FRAIS ADMINISTRATIFS
Les frais administratifs sont principalement constitués des frais de personnel et coûts associés des fonctions supports (ressources humaines, finance, secrétariat général, etc.). Sont également intégrés les amortissements des infrastructures associées à ces fonctions.

RÉSULTAT OPÉRATIONNEL COURANT (OU RÉCURRENT)
Le résultat opérationnel courant (ROC) intègre l’ensemble des éléments courants, décrits ci-après, avant prise en compte des éléments non courants, du résultat financier, des impôts sur les résultats et de la quote-part du groupe des résultats nets des sociétés mises en équivalence. Il comprend :
* le chiffre d’affaires ;
* le coût des biens et services vendus ;
* les frais de recherche et développement ;
* les frais commerciaux, marketing et service et les frais administratifs ;
* les autres produits et charges d’exploitation.

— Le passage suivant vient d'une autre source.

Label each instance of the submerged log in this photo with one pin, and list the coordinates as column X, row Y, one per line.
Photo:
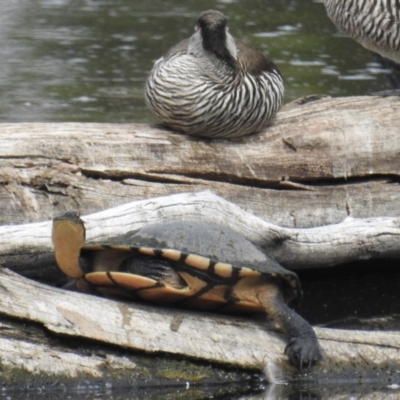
column 234, row 341
column 319, row 163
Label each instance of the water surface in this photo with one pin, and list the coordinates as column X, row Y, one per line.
column 87, row 60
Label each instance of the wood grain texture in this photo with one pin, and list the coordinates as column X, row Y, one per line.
column 352, row 239
column 235, row 341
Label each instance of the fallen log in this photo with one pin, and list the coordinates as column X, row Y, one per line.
column 320, row 162
column 245, row 343
column 353, row 239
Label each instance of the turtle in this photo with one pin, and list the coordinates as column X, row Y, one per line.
column 191, row 264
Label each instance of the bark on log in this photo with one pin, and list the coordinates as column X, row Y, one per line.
column 353, row 239
column 320, row 162
column 236, row 341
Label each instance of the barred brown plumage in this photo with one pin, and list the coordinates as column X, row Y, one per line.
column 213, row 85
column 373, row 23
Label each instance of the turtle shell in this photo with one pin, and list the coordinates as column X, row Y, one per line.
column 195, row 264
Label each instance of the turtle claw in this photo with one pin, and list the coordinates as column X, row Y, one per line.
column 303, row 352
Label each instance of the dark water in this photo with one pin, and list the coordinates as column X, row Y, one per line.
column 87, row 60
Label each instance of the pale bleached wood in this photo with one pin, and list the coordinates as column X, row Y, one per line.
column 320, row 162
column 230, row 340
column 352, row 239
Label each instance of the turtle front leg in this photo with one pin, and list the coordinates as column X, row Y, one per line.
column 302, row 349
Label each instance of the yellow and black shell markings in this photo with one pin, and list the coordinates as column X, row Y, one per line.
column 189, row 280
column 191, row 264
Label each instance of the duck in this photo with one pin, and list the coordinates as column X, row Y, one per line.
column 213, row 85
column 373, row 23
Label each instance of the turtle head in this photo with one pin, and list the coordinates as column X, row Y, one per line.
column 68, row 236
column 212, row 37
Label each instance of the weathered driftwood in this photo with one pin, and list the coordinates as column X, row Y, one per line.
column 320, row 162
column 229, row 340
column 352, row 239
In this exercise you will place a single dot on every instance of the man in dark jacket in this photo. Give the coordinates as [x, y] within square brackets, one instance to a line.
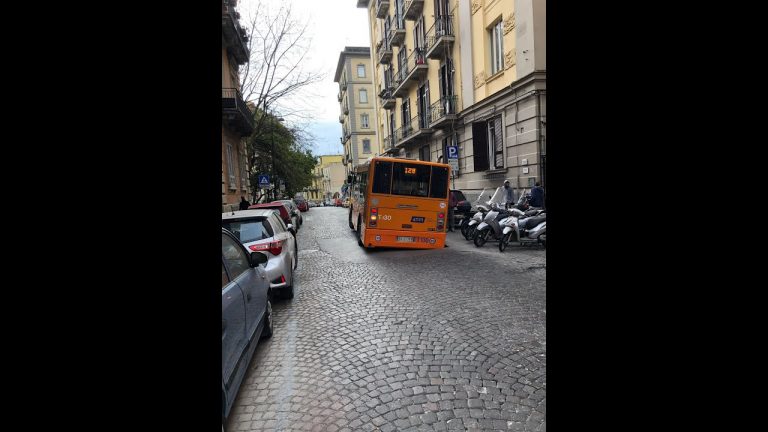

CHARGES ET PRODUITS NON COURANTS (OU NON RÉCURRENTS)
Les charges et les produits non courants incluent les éléments suivants :
* la constatation des pertes de valeur (impairment) ;
* les résultats de cessions d’immobilisations corporelles et incorporelles importants ou inhabituels ;
* les frais d’acquisition et d’intégration ;
* les produits relatifs à des badwill ;
* les résultats de cessions de titres consolidés ;
* les coûts de restructuration ;
* les éléments inhabituels correspondant à des produits et des charges non usuels par leur fréquence, leur nature et leur montant.

RÉSULTAT OPÉRATIONNEL OU MARGE OPÉRATIONNELLE
Le résultat opérationnel, aussi appelé marge opérationnelle dans le présent document, intègre l’ensemble des éléments récurrents et non récurrents décrits ci-avant.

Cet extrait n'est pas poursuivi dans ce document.